The clerks' office of Messrs. Dodson and Fogg was a dark, mouldy, earthy-smelling room, with a high wainscotted partition to screen the clerks from the vulgar gaze: a couple of old wooden chairs: a very loud-ticking clock: an almanack, an umbrella-stand, a row of hat-pegs, and a few shelves, on which were deposited several ticketed bundles of dirty papers, some old deal boxes with paper labels, and sundry decayed stone ink bottles of various shapes and sizes. There was a glass door leading into the passage which formed the entrance to the court, and on the outer side of this glass door, Mr. Pickwick, closely followed by Sam Weller, presented himself on the Friday morning succeeding the occurrence, of which a faithful narration is given in the last chapter.
"Come in, can't you!" cried a voice from behind the partition, in reply to Mr. Pickwick's gentle tap at the door. And Mr. Pickwick and Sam entered accordingly.
"Mr. Dodson or Mr. Fogg at home, sir?" inquired Mr. Pickwick, gently, advancing, hat in hand, towards the partition.

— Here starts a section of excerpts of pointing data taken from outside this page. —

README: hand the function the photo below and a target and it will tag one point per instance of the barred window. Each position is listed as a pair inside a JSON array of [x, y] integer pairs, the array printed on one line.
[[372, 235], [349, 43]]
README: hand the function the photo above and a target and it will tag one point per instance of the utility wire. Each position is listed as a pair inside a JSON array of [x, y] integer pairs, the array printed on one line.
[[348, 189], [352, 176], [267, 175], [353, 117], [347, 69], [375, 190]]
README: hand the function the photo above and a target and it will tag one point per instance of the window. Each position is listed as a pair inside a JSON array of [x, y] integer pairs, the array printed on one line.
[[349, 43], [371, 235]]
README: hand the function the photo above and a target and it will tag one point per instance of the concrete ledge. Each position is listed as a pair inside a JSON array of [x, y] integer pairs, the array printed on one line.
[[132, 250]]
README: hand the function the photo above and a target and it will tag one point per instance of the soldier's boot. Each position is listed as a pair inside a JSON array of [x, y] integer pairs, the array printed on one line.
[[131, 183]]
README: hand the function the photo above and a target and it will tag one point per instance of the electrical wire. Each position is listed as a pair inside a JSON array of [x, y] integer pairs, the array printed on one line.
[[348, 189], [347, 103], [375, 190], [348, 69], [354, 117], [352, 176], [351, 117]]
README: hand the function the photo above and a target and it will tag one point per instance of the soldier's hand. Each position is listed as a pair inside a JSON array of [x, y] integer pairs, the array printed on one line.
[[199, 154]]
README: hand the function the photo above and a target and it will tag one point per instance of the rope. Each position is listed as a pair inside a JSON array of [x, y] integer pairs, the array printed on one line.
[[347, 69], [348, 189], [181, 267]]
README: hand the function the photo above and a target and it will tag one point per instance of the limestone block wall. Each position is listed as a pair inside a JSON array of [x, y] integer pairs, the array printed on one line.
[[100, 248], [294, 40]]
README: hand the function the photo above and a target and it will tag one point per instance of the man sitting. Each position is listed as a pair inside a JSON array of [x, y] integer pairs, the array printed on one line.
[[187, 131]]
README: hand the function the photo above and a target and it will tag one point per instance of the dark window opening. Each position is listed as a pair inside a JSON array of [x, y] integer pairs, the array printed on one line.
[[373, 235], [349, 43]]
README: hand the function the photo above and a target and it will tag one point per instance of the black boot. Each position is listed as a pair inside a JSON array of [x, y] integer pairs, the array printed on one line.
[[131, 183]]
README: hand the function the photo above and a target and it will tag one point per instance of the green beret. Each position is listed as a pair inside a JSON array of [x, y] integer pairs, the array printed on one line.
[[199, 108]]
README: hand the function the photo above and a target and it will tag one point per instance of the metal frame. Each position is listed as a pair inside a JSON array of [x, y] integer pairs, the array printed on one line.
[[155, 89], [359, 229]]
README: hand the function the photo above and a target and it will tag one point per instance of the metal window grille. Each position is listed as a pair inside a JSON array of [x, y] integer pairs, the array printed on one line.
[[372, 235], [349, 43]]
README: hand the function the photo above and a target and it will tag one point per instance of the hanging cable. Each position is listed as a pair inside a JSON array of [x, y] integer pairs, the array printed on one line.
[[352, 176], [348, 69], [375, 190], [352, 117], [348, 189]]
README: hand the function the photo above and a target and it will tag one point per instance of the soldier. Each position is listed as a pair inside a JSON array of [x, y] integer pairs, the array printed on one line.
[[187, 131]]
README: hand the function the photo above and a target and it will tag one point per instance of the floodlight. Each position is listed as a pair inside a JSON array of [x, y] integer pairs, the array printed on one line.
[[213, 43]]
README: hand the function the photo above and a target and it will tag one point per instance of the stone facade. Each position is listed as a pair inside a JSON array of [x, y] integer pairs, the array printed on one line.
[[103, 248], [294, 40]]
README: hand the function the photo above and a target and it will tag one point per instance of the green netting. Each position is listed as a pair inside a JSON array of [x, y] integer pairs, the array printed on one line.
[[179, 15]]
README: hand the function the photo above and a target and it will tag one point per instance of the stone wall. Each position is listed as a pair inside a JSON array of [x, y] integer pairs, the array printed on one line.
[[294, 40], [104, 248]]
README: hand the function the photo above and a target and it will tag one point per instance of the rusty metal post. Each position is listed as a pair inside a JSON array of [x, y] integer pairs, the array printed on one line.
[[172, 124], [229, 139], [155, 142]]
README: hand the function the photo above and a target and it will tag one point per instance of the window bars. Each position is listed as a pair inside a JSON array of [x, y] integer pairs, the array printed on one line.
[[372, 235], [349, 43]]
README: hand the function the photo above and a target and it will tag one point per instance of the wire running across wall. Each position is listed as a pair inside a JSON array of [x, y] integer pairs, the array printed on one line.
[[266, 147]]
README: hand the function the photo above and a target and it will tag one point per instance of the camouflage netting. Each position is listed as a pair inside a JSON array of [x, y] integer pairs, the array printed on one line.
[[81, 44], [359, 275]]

"Mr. Dodson ain't at home, and Mr. Fogg's particularly engaged," replied the voice; and at the same time the head to which the voice belonged, with a pen behind its ear, looked over the partition, and at Mr. Pickwick.
It was a ragged head, the sandy hair of which, scrupulously parted on one side, and flattened down with pomatum, was twisted into little semi-circular tails round a flat face ornamented with a pair of small eyes, and garnished with a very dirty shirt collar, and a rusty black stock.
"Mr. Dodson ain't at home, and Mr. Fogg's particularly engaged," said the man to whom the head belonged.
"When will Mr. Dodson be back, sir?" inquired Mr. Pickwick.
"Will it be long before Mr. Fogg is disengaged, sir?"
Here the man proceeded to mend his pen with great deliberation, while another clerk, who was mixing a Seidlitz powder, under cover of the lid of his desk, laughed approvingly.
"I think I'll wait," said Mr. Pickwick. There was no reply; so Mr. Pickwick sat down unbidden, and listened to the loud ticking of the clock and the murmured conversation of the clerks.
"That was a game, wasn't it?" said one of the gentlemen, in a brown coat and brass buttons, inky drabs, and bluchers, at the conclusion of some inaudible relation of his previous evening's adventures.
"Devilish good--devilish good," said the Seidlitz-powder man.
"Tom Cummins was in the chair," said the man with the brown coat; "It was half-past four when I got to Somers Town, and then I was so uncommon lushey, that I couldn't find the place where the latch-key went in, and was obliged to knock up the old 'ooman. I say, I wonder what old Fogg 'ud say, if he knew it. I should get the sack, I s'pose--eh?"